David Krueger MD
In a fairly well-known psychological experiment, subjects were asked the following question: “Imagine that there had been several epidemics of a certain kind of flu that everyone contracts that can be fatal to children 3 years of age or younger. Roughly 10 out of every 10,000 children with this flu will die from it. A flu vaccine which eliminates the chance of getting it causes death in 5 out of every 10,000 children. Would you vaccinate your child?”
Logically, an easy call. You would choose to do it since not vaccinating has twice the mortality as the vaccination. However almost all parents in the survey opted not to vaccinate their children. The reason: it caused 5 deaths per 10,000. Even though without the vaccine their children faced twice the death from the flu, those who would not permit vaccinations said that they would “feel responsible if anything happened because of the vaccine.” However, those same parents dismissed the idea that they would feel responsible if anything happened because of failure to vaccinate. In other words, parents felt more responsible for a bad outcome when is followed their own actions than from an outcome that resulted from their inaction.
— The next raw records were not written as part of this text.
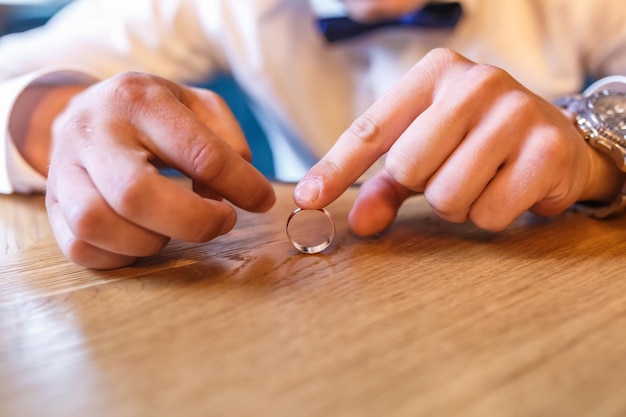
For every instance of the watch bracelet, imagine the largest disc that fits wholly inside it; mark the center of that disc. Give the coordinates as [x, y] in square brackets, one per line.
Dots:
[592, 209]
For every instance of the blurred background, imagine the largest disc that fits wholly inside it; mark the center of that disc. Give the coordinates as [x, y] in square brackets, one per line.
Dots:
[20, 15]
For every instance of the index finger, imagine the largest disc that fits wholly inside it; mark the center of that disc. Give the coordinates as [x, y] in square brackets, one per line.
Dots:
[374, 132]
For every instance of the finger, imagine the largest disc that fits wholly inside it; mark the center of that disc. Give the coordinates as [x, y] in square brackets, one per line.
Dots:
[377, 204]
[213, 111]
[373, 133]
[137, 192]
[180, 139]
[459, 180]
[76, 250]
[153, 109]
[91, 220]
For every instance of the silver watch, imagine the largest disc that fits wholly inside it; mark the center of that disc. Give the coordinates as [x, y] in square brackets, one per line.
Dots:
[601, 118]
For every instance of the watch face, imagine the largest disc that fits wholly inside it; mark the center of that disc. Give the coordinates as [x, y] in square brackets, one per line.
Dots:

This omission bias has subtle everyday manifestations. We may feel that telling a direct lie is worse than withholding the truth. Declining to eat healthy food may be a poor choice, but eating junk food is deemed as worse. We have more regret over giving a wrong answer than not giving a correct one.
Cognitive psychology has shown that we view inaction as less blameworthy and less harmful than action even when the outcomes are the same or worse. In medicine, law, and business we have the same omission bias. Neglecting a positive action is less painful than committing a negative action. Play not to lose rather than play to win. We avoid actual errors rather than focusing on missed opportunities.
Jeff Bezos stated in a 2009 management conference, “People over-focus on errors of commission. Companies over emphasize how expensive failure’s going to be. Failure is not that expensive … the big cost that most companies incur is much harder to notice, and those are errors of omission.”
We see the decisions of our leaders in failing to make adequate preparation for what is now known to be a global crisis, failing to make adequate preparations, not making the unpopular hard calls where guts are tested, as an omission bias. We have to learn from these things.
The definition of a blind spot is that you can’t see it. Unconscious biases are a default mode of human behavior. Yet a blind spot illuminates someone’s internal prejudice by their attempt to label it in others and assign blame. The statement, though directed at someone else, directly reflects the speaker: a self statement.
And once you recognize an unconscious bias, it’s no longer unconscious.